Alla fine mi ero affezionato alla sua compagnia ma, vedi, quando ha terminato il processo non ha più potuto avere contatti con il resto del paese. È stato confinato in una sezione nella quale avrebbe proseguito con nuovi addestramenti, nessuno sa quanto questi possano durare. Il tempo è un’entità che non esiste da queste parti, nessuno sa il termine delle decisioni del Capitano. Alcune delle sue regole non mi sono chiare. – aveva interrotto la propria spiegazione con un sospiro, io continuavo ad ascoltare attentamente. – Non voglio caderci di nuovo, non dovrei affezionarmi a nessuno visto che tutti noi siamo destinati a tale processo. Ma che vita sarebbe ? Il significato di tutto questo mi sfugge. –

Erano trascorsi diversi giorni lavorativi quando decisi di rivelare i miei dubbi a Leo. Stavamo percorrendo il tragitto verso casa, l’uno di fianco all’altro ed io continuavo a tenere lo sguardo sull’incedere della mia ombra. Avevo riflettuto a lungo sulle parole di Hongbin, come lui il tutto mi appariva piuttosto misterioso ed incomprensibile.

-Leo, chiariresti un mio dubbio? –

Sentendo la mia voce si voltò lentamente ed annuì, avrebbe fatto del suo meglio per chiarirlo.

-Dei dettagli di questo luogo mi sfuggono, non riesco a capire molti aspetti… ad esempio, che fine ha fatto la tua ombra? Anche il Capitano non ne possiede una, non è vero? Ed allora, dove vanno a finire? – domandai tutto d’un fiato, cercando di non farmi bloccare dall’agitazione.
Sembrò rifletterci per alcuni istanti poi mi rispose: - Neanche io lo so, non sono notizie che possono conoscere tutti. –

-Ma tu sei l’allievo del Capitano! Dovresti essere informato di ogni sua regola, della ragione per cui le ha indette. –

-Invece non è così. –

-Io voglio sapere. Dovrei andare a porgli i miei dubbi di persona? Non ho timore di farlo. –

Il suo sguardo fu attraversato da una specie di lampo, mi afferrò per un braccio e mi trascinò in un vicolo, imponendomi di sfiorare il muro con la schiena.

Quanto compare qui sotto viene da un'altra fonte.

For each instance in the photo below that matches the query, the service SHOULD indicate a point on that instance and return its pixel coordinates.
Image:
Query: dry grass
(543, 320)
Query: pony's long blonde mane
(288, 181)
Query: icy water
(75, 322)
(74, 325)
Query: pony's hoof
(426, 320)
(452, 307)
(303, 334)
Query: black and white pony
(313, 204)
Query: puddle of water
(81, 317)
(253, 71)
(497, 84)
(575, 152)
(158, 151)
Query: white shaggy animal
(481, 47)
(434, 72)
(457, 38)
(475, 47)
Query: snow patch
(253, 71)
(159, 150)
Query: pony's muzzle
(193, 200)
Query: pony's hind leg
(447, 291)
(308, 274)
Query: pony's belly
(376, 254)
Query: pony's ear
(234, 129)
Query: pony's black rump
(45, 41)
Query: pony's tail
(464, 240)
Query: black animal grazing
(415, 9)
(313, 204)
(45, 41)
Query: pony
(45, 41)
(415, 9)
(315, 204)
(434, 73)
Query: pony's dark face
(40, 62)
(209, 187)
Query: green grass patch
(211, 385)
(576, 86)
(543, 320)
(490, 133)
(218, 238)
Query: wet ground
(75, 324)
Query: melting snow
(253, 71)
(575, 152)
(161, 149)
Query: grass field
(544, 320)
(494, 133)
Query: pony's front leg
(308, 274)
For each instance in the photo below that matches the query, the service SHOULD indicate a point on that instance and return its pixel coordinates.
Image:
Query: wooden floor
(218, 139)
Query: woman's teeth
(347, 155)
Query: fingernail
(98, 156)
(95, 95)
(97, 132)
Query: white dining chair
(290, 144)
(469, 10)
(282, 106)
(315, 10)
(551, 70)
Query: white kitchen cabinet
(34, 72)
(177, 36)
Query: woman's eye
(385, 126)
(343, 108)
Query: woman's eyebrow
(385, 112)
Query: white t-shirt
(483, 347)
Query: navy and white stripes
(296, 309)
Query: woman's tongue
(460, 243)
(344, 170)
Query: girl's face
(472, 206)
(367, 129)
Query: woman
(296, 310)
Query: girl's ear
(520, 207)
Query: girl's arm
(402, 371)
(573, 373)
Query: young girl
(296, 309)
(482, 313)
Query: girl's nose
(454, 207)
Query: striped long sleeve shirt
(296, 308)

-Non farti mai sentire da nessuno, non dire mai più qualcosa del genere. – nonostante il suo viso fosse inespressivo, il tono della sua voce si alterò leggermente.

-Perché, Leo? Voglio sapere! –

La sua mano andò a tapparmi la bocca, il suo sguardo era glaciale e severo, la spessa vena sul collo si era gonfiata. Che posto era mai quello? Non poteva esistere la perfezione se il destino di ognuno era comandato da qualcun altro. Il mio bisogno di conoscenza non avrebbe potuto facilmente convivere con quel tipo di etica, ne ero convinto.

-Non dirlo più, sta zitto. –

Convinto da quello sguardo mi convinsi a non chiedere più nulla, la sua reazione mi aveva spaventato, mentre continuavo a camminare le gambe mi tremavano, mi sentivo agitato, completamente, in ogni parte del corpo.